Le 30, le guide suprême iranien Ali Khamenei appelle à «répondre à l’insécurité» en Irak. Le 1er novembre, la plus haute autorité chiite d’Irak, le grand ayatollah Ali Sistani, met en garde contre les ingérences. Le 3, dans la nuit, quatre manifestants sont tués alors qu’ils tentaient d’incendier la représentation diplomatique de l’Iran à Kerbala (sud). Le 4, les forces de sécurité tirent à balles réelles sur les manifestants à Bagdad.

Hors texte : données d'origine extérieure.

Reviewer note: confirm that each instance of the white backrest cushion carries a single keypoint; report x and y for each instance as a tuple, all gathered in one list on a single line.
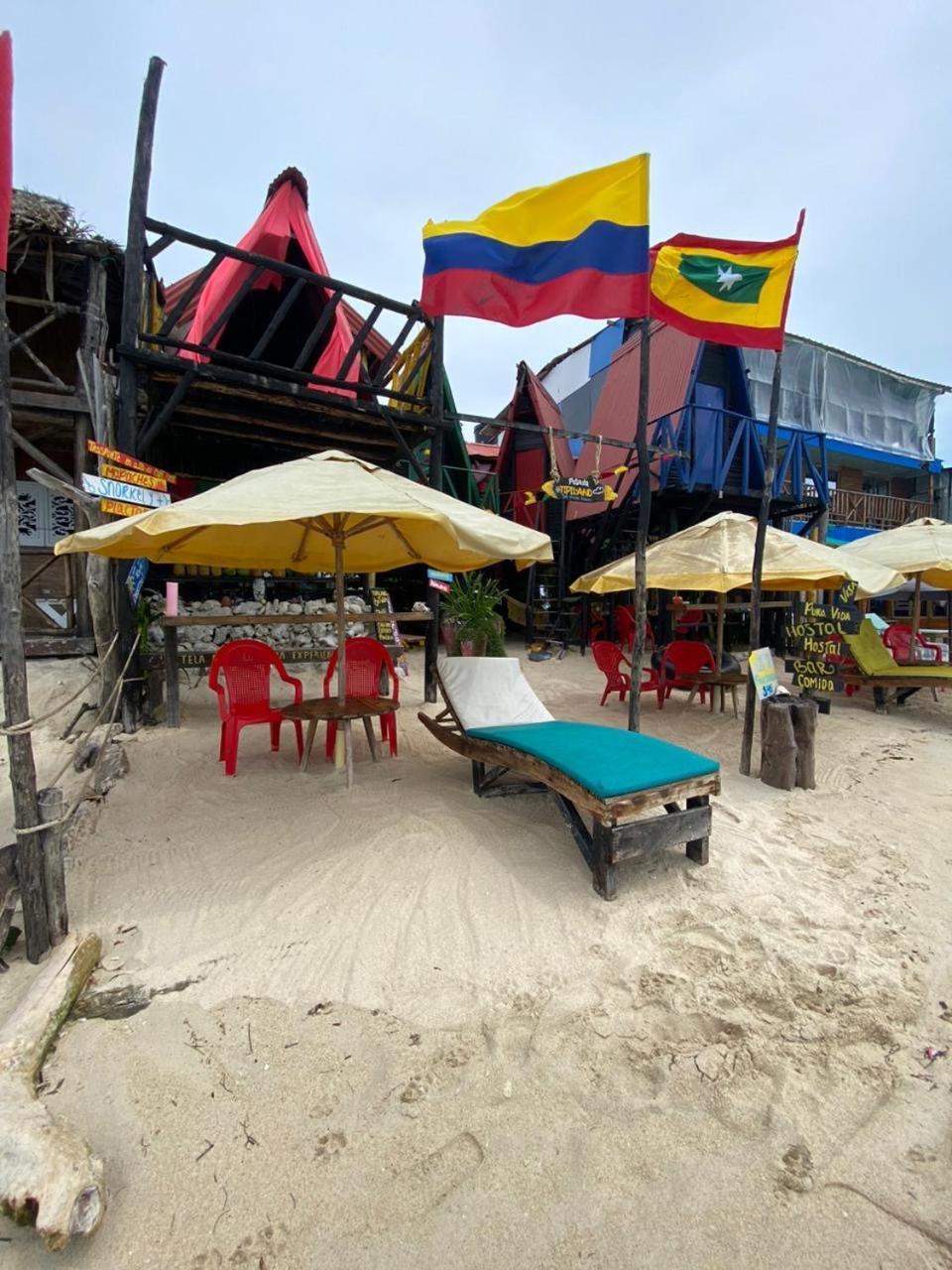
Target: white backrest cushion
[(489, 691)]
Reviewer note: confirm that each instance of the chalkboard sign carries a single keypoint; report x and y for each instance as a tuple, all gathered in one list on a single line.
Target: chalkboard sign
[(388, 633), (816, 634)]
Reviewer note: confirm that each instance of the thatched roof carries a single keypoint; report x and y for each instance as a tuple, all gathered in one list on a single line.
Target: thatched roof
[(40, 213)]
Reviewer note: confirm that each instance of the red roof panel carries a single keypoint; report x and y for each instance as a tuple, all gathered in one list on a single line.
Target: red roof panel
[(617, 411)]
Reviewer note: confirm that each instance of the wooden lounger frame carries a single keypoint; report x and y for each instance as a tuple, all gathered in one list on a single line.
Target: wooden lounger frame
[(620, 826)]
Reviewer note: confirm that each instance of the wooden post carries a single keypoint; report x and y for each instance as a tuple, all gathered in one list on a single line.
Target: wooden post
[(762, 518), (84, 616), (719, 642), (19, 746), (134, 264), (343, 749), (778, 746), (53, 804), (135, 254), (171, 635), (431, 647), (644, 521), (916, 611), (805, 711)]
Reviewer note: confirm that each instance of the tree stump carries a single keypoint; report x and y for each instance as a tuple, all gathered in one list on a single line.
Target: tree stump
[(778, 746), (805, 711)]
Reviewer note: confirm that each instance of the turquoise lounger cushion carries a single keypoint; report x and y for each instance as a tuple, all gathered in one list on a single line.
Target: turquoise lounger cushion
[(607, 761)]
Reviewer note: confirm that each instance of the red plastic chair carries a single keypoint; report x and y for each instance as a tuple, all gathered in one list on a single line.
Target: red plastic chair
[(625, 626), (366, 662), (898, 640), (246, 666), (680, 658), (608, 658)]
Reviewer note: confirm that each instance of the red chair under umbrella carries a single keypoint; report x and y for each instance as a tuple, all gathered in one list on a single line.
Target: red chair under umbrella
[(610, 658), (367, 663), (245, 697), (679, 659)]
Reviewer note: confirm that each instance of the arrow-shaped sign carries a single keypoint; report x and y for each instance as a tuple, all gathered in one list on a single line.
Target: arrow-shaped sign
[(123, 493)]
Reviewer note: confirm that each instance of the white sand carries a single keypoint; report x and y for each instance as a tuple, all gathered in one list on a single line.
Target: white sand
[(722, 1069)]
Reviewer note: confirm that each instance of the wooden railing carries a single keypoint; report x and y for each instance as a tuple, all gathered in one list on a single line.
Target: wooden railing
[(876, 511)]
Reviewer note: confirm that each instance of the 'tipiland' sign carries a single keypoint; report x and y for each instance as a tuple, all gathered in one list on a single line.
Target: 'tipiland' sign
[(579, 489)]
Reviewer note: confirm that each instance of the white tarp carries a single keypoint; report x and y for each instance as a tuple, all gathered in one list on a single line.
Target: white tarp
[(829, 391)]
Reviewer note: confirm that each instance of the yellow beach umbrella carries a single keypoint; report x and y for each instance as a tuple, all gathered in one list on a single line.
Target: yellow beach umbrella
[(719, 556), (920, 550), (325, 513)]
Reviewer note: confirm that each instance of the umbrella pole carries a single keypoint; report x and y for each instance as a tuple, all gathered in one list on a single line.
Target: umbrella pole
[(763, 516), (719, 645), (343, 752)]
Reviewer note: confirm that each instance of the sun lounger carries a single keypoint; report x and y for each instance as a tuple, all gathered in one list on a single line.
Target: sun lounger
[(878, 668), (617, 778)]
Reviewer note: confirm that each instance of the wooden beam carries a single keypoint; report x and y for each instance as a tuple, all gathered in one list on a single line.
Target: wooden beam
[(763, 516), (39, 456), (290, 271), (13, 667), (134, 261), (638, 652)]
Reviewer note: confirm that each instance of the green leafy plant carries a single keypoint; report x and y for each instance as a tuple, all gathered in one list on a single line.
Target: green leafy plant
[(148, 608), (472, 604)]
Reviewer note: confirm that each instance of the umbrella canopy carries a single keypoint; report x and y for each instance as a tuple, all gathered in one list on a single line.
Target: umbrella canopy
[(921, 549), (719, 556), (290, 516)]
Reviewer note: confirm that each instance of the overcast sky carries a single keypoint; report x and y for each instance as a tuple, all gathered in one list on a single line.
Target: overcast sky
[(403, 112)]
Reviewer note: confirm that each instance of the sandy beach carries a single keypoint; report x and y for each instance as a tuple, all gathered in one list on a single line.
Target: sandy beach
[(395, 1026)]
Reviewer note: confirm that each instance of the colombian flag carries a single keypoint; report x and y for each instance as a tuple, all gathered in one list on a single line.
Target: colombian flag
[(578, 246), (724, 290)]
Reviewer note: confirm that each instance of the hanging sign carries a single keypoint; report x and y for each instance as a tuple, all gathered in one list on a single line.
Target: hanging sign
[(117, 456), (116, 507), (579, 489), (816, 634), (136, 576), (388, 633), (123, 492), (765, 672), (143, 479)]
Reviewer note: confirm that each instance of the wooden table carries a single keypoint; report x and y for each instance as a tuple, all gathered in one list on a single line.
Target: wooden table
[(330, 710), (725, 680)]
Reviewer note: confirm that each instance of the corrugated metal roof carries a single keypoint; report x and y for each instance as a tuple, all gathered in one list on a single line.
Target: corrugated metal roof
[(617, 409)]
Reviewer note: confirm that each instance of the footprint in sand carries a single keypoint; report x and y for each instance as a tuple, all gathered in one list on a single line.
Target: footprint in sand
[(797, 1173), (425, 1184), (329, 1144)]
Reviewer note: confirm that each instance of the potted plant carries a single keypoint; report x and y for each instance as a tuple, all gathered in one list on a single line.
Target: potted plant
[(472, 606)]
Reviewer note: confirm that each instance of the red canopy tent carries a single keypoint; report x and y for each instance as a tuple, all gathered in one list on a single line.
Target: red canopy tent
[(285, 232)]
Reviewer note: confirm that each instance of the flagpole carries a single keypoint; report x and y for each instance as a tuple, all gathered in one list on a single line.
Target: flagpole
[(644, 520), (760, 543)]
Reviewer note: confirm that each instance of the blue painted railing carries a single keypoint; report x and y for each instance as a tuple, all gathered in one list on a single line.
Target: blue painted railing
[(725, 452)]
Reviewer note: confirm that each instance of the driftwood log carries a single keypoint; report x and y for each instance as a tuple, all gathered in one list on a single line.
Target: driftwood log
[(778, 746), (49, 1176)]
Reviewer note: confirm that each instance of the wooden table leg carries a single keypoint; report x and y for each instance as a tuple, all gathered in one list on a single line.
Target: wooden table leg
[(348, 752), (371, 738), (308, 744)]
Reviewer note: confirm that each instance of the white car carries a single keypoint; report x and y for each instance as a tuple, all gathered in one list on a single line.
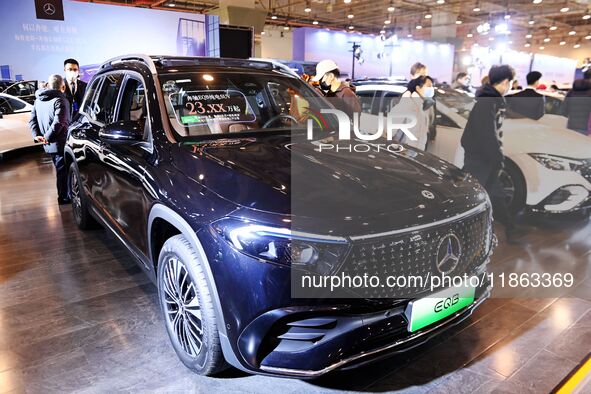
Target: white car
[(14, 123), (548, 167)]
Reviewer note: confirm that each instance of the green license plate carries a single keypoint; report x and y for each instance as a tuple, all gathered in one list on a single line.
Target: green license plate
[(426, 311)]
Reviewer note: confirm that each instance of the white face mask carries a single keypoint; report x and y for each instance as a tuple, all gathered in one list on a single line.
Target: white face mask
[(72, 75), (428, 91)]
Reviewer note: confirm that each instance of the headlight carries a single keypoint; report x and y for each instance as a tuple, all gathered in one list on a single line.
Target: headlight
[(557, 163), (315, 253)]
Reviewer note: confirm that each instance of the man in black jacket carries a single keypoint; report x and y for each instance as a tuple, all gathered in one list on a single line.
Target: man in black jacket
[(528, 102), (577, 104), (75, 88), (49, 126), (482, 144)]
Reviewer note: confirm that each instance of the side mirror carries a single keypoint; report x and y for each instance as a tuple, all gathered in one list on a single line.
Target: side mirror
[(124, 131)]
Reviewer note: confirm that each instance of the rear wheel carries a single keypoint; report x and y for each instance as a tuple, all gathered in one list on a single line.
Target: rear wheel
[(514, 186), (188, 309), (82, 216)]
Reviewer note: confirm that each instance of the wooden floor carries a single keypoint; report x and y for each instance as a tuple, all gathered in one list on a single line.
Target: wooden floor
[(77, 315)]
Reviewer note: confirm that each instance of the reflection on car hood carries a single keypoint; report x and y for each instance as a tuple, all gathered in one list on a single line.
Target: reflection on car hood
[(530, 136), (277, 174)]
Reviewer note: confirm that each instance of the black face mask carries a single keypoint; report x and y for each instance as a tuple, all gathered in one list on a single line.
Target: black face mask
[(323, 85)]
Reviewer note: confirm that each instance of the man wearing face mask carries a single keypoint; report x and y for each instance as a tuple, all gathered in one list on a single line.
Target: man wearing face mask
[(345, 99), (75, 88), (482, 142), (49, 125)]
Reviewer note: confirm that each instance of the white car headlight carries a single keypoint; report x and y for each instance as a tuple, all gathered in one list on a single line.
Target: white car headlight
[(557, 163)]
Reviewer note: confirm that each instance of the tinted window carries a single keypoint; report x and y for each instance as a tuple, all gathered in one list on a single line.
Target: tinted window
[(200, 104), (107, 99), (133, 101), (87, 107)]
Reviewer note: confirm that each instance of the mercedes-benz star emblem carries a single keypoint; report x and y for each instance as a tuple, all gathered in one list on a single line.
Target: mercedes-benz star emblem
[(449, 252), (48, 8), (428, 194)]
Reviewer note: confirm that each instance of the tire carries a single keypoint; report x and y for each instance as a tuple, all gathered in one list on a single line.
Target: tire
[(515, 188), (80, 211), (190, 318)]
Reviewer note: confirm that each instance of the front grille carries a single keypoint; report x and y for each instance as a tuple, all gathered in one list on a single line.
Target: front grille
[(415, 254)]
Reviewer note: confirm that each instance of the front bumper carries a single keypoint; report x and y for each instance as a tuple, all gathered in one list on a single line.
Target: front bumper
[(307, 342)]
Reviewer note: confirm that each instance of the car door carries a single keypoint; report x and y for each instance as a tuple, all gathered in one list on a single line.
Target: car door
[(126, 192), (14, 124)]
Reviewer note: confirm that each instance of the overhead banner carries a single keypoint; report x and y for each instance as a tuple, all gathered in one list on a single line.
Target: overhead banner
[(38, 36)]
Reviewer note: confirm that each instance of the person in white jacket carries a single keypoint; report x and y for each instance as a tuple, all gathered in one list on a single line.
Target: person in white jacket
[(412, 103)]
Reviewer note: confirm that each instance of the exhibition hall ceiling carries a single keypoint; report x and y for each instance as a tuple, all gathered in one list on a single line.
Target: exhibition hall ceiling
[(519, 22)]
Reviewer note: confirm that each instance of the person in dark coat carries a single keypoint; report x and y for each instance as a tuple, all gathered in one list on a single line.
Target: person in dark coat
[(482, 142), (49, 125), (577, 104), (528, 102), (75, 88)]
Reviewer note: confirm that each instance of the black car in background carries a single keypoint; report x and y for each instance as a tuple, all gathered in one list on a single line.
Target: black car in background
[(189, 162)]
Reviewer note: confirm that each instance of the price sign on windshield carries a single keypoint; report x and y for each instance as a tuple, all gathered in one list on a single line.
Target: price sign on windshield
[(219, 106)]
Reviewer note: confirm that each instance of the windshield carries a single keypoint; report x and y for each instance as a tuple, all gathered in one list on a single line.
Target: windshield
[(204, 104), (457, 102)]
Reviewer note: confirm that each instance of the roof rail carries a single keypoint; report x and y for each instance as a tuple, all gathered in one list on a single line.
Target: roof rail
[(147, 60)]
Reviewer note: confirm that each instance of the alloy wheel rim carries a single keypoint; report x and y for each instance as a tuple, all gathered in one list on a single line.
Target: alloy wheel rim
[(75, 191), (181, 303)]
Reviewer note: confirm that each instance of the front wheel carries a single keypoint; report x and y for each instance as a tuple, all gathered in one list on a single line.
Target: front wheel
[(188, 309)]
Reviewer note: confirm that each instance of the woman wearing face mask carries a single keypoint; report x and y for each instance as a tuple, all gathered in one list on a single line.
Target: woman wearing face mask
[(415, 103), (74, 87), (343, 97)]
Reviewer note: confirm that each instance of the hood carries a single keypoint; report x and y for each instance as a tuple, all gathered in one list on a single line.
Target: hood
[(287, 176), (530, 136), (47, 94), (488, 91), (581, 85)]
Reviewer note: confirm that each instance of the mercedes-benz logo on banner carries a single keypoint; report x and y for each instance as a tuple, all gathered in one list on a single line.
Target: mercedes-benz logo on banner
[(449, 252), (49, 9)]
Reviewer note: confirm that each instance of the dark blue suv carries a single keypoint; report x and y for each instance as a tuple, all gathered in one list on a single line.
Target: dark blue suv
[(190, 163)]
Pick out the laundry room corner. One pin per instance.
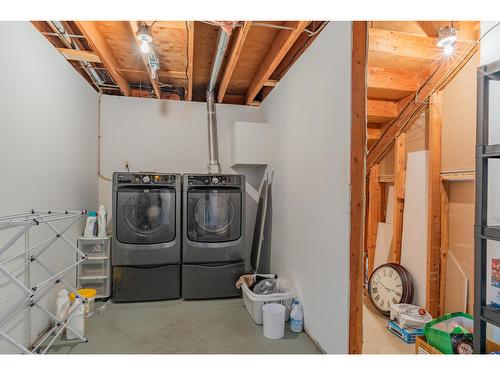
(152, 135)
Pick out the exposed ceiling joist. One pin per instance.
(281, 45)
(381, 111)
(190, 59)
(390, 83)
(403, 44)
(373, 134)
(96, 40)
(78, 55)
(271, 83)
(154, 81)
(233, 59)
(444, 73)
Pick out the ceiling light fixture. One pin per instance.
(447, 38)
(144, 35)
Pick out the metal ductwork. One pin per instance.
(213, 142)
(66, 39)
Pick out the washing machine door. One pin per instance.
(214, 215)
(145, 216)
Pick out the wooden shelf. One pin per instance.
(488, 151)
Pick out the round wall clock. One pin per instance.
(390, 284)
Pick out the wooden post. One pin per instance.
(445, 212)
(399, 196)
(434, 205)
(374, 214)
(358, 172)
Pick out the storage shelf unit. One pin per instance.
(95, 271)
(483, 312)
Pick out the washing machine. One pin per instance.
(213, 241)
(146, 240)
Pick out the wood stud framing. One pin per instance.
(374, 214)
(399, 195)
(78, 55)
(190, 60)
(154, 81)
(358, 146)
(447, 69)
(95, 38)
(283, 42)
(242, 34)
(434, 205)
(444, 246)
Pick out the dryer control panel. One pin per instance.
(146, 179)
(214, 180)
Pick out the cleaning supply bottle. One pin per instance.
(62, 304)
(101, 222)
(76, 319)
(296, 317)
(91, 225)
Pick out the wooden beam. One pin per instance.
(391, 84)
(446, 70)
(381, 111)
(445, 214)
(434, 205)
(281, 45)
(271, 83)
(154, 81)
(234, 56)
(357, 181)
(373, 134)
(399, 196)
(96, 40)
(406, 45)
(374, 214)
(190, 59)
(301, 44)
(78, 55)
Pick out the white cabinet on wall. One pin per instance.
(250, 144)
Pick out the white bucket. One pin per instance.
(274, 320)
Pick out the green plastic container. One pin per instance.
(438, 331)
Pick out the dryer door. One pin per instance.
(145, 216)
(214, 215)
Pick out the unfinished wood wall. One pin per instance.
(457, 158)
(459, 120)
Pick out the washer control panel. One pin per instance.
(146, 179)
(214, 180)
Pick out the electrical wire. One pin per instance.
(187, 54)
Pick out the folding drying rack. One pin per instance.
(34, 294)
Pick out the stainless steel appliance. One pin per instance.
(213, 247)
(146, 241)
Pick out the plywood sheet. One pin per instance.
(414, 240)
(461, 229)
(456, 286)
(389, 213)
(459, 119)
(383, 245)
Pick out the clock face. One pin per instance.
(385, 288)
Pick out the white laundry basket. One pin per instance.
(254, 302)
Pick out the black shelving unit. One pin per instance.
(483, 312)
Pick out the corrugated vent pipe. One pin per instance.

Le 9, après des réunions sous l’égide du puissant général iranien Qassem Soleimani, les partis au pouvoir se mettent d’accord pour maintenir le gouvernement Abdel Mahdi et en finir avec la contestation, quitte à recourir à la force. Le 17, des milliers d’Irakiens envahissent les rues à travers le pays, répondant à un appel à la grève générale. A Bagdad, les manifestants élargissent leur sit-in. La désobéissance civile s’amplifie le 24 dans le sud. A Nassiriya, les écoles et des administrations sont fermées, de même qu’à Hilla, Diwaniya, Najaf, Kout, Amara et Bassora. Le 27, des manifestants incendient le consulat d’Iran à Najaf. Des centaines de jeunes crient «Iran dehors» et «victoire à l’Irak» à l’intérieur du complexe.

«Scènes de guerre»
Le 28, le sud s’embrase avec une répression menée par des commandants militaires dépêchés par Bagdad: 46 manifestants sont tués, dont 28 à Nassiriya, et près d’un millier blessés. Dans cette ville, des combattants tribaux sortent pour protéger les manifestants, alors que des hommes en civil tirent sur la foule à Najaf. «Le bain de sang doit cesser», affirme Amnesty, qui évoque des «scènes de guerre» à Nassiriya.

Démission du gouvernement
Le 29, Ali Sistani appelle le Parlement à retirer sa confiance au gouvernement pour éviter le «chaos». Quelques heures plus tard, Adel Abdel Mahdi annonce qu’il va présenter sa démission. Vingt-et-un manifestants sont tués, dont 15 à Nassiriya et cinq à Najaf. Le lendemain, les Irakiens continuent de manifester à Bagdad et dans le sud, affirmant vouloir maintenir leurs campements et blocages des routes jusqu’au départ de «tous les corrompus». Le 1er décembre, une journée de deuil est observée, y compris dans des régions sunnites jusqu’ici à l’écart de la contestation. Le Parlement accepte la démission du gouvernement d’Adel Abdel Mahdi. Un officier de police accusé d’avoir tué deux manifestants est condamné à mort, premier verdict du genre rendu depuis le début de la contestation.